Proliferation index of endothelial cells (HUVECs) exposed to monocerin at 0.02 and 0.15 mM in triplicate for 24, 48, and 72 h. Data represent mean ± SE from two independent experiments compared to untreated cells (control). * p < 0.05. ** p < 0.01 and *** p < 0.001.

Figure 5

(A) Percentage of viable cells, in necrosis, and in initial and late apoptosis (mean ± SE). Histogram of double annexin/PI staining of untreated (control) endothelial cells (B) and following the treatment with monocerin at (C) 0.02, (D) 0.15, (E) 0.625, and (F) 1.25 mM. Quadrants: left lower = viable cells; right lower = apoptotic cells (annexin V+); upper right = late apoptotic cells (annexin V+ and PI+); upper left = necrotic cells (PI+).
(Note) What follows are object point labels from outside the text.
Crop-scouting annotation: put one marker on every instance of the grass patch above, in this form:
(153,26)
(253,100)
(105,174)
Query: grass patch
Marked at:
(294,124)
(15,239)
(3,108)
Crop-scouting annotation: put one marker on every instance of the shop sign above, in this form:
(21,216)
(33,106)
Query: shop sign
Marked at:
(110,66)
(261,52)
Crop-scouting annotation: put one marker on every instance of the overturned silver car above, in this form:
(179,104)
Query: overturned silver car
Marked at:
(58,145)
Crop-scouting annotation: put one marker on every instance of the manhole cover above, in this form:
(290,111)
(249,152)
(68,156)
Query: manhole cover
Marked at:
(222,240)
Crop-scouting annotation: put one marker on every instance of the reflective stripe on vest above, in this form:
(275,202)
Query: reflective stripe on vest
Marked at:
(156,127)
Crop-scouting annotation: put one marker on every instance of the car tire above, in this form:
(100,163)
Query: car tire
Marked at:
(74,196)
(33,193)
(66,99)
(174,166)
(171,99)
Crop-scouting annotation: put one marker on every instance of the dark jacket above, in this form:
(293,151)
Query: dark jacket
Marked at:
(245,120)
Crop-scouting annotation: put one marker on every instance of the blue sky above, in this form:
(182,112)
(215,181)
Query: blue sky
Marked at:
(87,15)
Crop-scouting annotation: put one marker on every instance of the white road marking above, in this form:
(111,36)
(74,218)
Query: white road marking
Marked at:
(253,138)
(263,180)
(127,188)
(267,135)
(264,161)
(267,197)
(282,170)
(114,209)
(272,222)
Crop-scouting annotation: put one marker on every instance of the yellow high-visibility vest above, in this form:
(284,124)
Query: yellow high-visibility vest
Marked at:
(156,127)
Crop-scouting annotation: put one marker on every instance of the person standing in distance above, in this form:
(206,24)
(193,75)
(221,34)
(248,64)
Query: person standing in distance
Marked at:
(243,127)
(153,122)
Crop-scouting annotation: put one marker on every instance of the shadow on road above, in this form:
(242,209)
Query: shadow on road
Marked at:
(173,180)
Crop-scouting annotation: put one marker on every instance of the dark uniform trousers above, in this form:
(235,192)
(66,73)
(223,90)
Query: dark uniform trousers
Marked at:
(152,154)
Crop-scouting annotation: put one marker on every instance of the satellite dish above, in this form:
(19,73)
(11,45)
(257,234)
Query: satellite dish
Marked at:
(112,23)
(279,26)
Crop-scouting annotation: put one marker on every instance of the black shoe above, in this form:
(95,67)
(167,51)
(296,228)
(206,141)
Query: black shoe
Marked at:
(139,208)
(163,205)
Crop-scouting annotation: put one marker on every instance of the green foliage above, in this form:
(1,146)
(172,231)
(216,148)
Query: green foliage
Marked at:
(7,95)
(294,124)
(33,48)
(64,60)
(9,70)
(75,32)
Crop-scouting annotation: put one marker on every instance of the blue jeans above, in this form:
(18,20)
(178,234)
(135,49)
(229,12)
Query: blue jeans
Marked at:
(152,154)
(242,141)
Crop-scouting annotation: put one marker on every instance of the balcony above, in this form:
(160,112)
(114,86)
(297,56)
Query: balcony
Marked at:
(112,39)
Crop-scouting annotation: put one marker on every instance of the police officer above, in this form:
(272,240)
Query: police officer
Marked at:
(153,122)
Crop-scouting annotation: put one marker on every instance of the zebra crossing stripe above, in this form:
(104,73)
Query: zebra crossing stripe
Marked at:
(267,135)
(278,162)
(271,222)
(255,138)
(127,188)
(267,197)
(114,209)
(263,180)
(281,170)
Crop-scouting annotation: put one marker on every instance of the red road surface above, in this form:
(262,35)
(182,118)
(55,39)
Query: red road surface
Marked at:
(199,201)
Cell distribution in viable, apoptotic (annexin V+), late apoptotic (annexin V+ and PI+), and necrotic cells (PI+). (*** p < 0.001).

Figure 6

(A) Percentage of senescence of endothelial cells treated with monocerin (Mean ± SE), as well as photomicrograph representatives of senescence processes for (B) untreated (control) cells and those treated with monocerin at (C) 0.02, (D) 0.15, (E) 0.625, and (F) 1.25 mM for 24 h. Cells in blue are senescent, and the brilliant colorless ones are non-senescent cells detected on the β-galactosidase assay. Bars = 100 µm.

Figure 7

Photomicrograph obtained through scanning electron microscopy of untreated (control) endothelial cells (A,B) (10 μm/9603× and 3 μm/30,024×), and under exposure to monocerin for 24 h at (C,D) 0.02 (10 μm/9578× and 4 μm/24,557×), (E,F) 0.15 (10 μm/7398× and 5 μm/16,992×), (G,H) 0.625 (10 μm/8409× and 3 μm/27,904×), and (I,J) 1.25 mM (5 μm/11,178× and 5 μm/11,028×). Control cells were adherent, willing to constitute a monolayer with the presence of extracellular matrix formation (red arrows), cytoplasmic prolongations, and adhesion to the surface (yellow arrows). Cell junction elements and microvillus are present (orange arrow). Granules of different sizes and forms are adhered and distributed around the cellular body surface for the control and the monocerin group (green arrow). HUVECs treated with monocerin showed retractions of their cytoplasms and inter-cell communication due to the induction of cell division (yellow circle). For monocerin at 0.625 mM, there is an apoptotic body in degeneration, showing holes with corrosive aspect (white arrow). For the higher concentration of 1.25 mM of monocerin, the cell adhesion was lost (blue arrow), and a loss of the microvillus can be observed. There is formation of cellular aggregates, apoptotic bodies (pink arrows), and bubbles around the membrane surface.

Figure 8

Photomicrographs obtained through laser confocal microscopy of untreated (control) endothelial cells (A) and treated with monocerin at (B) 0.02, (C) 0.15, (D) 0.625, and (E) 1.25 mM for 24 h and labeled with acridine orange, an indicator for acidic vacuoles in cells and lysosomes. For treatments with 0.02, 0.15, and 0.625 mM of monocerin, it is possible to observe cell division. For cells treated with monocerin, mainly at 0.625 mM, there is a nuclear modification with heterogeneous chromatin distribution and aggregation of DNA in the nucleus with lower fluorescence intensity. At 1.25 mM, there is disorganization of the nuclear material, with significant loss of cell density and prominences on the surface of the cell membrane and dead cells. Illustration for rhodamine 123 staining for (F) untreated cells, or treated with monocerin at (G) 0.02, (H) 0.15, (I) 0.625, and (J) 1.25 mM. Rhodamine staining shows homogeneous distribution of mitochondria in the cytoplasm. At 0.625 and 1.25 mM, there is nuclear pleomorphism and retraction of the cytoplasmatic expansions. Bars = 50 µm.